- Born: 1945
- Education: Gordon–Conwell Theological Seminary Stanford University
- Occupations: Professor, seminary president, author, minister
- Notable work: An Unexpected Journey, God's Pattern for Creation, Pleasing God in Our Worship
- Spouse: Mary Ellen
- Theological work
- Tradition or movement: Reformed, Methodism (earlier years)
- Main interests: Church history

= W. Robert Godfrey =

American theologian and academic (born 1945)

W. Robert Godfrey is an American Reformed theologian, historian, and pastor. Serving as a minister in the United Reformed Churches in North America, he was the third president of Westminster Seminary California. As of 2017 he is president emeritus and professor emeritus of church history. He currently is chairman of Ligonier Ministries, located in Sanford, Florida, a position he took over from the late R. C. Sproul.

Godfrey has taught at Westminster Seminary California since 1981 and previously taught at Westminster Theological Seminary in Philadelphia, as well as Gordon–Conwell Theological Seminary and Stanford University. He is a council member of the Alliance of Confessing Evangelicals, an organization of pastors and theologians from the Baptist, Presbyterian, Reformed, Anglican, Congregational, and Lutheran church communities. He has been a speaker at many theological conferences, including those sponsored by the Philadelphia Conference on Reformed Theology, Ligonier Ministries, and the Lausanne Committee for World Evangelization.

Godfrey earned his Master of Divinity from Gordon–Conwell Theological Seminary and a Master of Arts and PhD from Stanford University.

Godfrey grew up in Alameda, California, where his father and grandfather each served as mayor. He was introduced to Calvinism when he was a teenager. He lives in California with his wife Mary Ellen, with whom he has three grown children, who also reside in California.

In 2010 a Festschrift was published in his honor. Always Reformed: Essays in Honor of W. Robert Godfrey included contributions from R. Scott Clark, Sinclair B. Ferguson, D. G. Hart, Michael S. Horton, Richard Muller, R. C. Sproul, and David VanDrunen.

==Published works==
Books written by Godfrey include the following:
- Pleasing God in Our Worship (1999)
- God's Pattern for Creation: A Covenantal Reading of Genesis 1 (2003)
- Reformation Sketches: Insights into Luther, Calvin, and the Confessions (2003)
- An Unexpected Journey: Discovering Reformed Christianity (2004, autobiographical)
- John Calvin: Pilgrim and Pastor (2009)
- Westminster Seminary California: A New Old School (2012, co-written with D. G. Hart)
- Learning to Love the Psalms (2017)
- Saving the Reformation: The Pastoral Theology of the Canons of Dort (2019)
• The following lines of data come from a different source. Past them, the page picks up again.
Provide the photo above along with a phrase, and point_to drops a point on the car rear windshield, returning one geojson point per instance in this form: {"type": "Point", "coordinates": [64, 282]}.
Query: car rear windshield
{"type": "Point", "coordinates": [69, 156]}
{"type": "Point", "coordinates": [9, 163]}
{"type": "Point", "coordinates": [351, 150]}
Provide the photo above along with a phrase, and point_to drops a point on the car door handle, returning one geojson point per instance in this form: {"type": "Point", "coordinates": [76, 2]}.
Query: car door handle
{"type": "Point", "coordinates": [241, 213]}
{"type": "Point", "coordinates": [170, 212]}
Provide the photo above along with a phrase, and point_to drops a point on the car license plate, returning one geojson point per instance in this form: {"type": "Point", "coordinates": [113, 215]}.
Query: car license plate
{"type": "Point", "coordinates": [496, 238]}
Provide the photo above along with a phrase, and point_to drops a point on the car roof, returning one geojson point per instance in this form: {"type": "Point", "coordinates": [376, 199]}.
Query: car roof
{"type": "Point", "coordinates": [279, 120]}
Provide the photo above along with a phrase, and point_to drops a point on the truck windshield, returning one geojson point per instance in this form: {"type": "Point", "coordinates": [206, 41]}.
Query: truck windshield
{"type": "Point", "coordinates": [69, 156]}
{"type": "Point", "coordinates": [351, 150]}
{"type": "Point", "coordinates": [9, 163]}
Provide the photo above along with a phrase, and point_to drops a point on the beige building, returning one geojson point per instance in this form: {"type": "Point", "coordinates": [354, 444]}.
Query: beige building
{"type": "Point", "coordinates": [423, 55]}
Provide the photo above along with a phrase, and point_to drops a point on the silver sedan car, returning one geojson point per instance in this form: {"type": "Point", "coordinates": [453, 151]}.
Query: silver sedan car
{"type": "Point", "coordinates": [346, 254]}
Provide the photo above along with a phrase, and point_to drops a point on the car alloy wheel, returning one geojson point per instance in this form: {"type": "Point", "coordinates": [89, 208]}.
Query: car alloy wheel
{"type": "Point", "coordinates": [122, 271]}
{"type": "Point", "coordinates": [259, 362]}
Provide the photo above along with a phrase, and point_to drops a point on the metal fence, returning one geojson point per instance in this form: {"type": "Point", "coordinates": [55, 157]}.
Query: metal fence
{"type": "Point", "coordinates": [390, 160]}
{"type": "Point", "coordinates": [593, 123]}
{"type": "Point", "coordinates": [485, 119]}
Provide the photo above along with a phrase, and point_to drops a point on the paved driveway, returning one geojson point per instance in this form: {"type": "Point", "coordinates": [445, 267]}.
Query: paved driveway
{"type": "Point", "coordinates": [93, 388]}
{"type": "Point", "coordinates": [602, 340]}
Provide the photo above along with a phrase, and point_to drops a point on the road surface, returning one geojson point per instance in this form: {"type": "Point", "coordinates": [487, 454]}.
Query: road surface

He has written chapters or articles for the following books:
- John Calvin: His Influence in the Western World (1982)
- Through Christ's Word: A Festschrift for Dr. Philip E. Hughes (1985)
- Theonomy: A Reformed Critique (1990, editor, along with William S. Barker)
- The Agony of Deceit: What Some TV Preachers are Really Teaching (1990)
- Roman Catholicism
- Sola Scriptura!: The Protestant Position on the Bible (1995)
- The Practice of Confessional Subscription (1995)
- The Coming Evangelical Crisis: Current Challenges to Authority of Scripture and the Gospel (1996)

Godfrey has also written articles for journals such as the Westminster Theological Journal, Archive for Reformation History, and Sixteenth-Century Journal.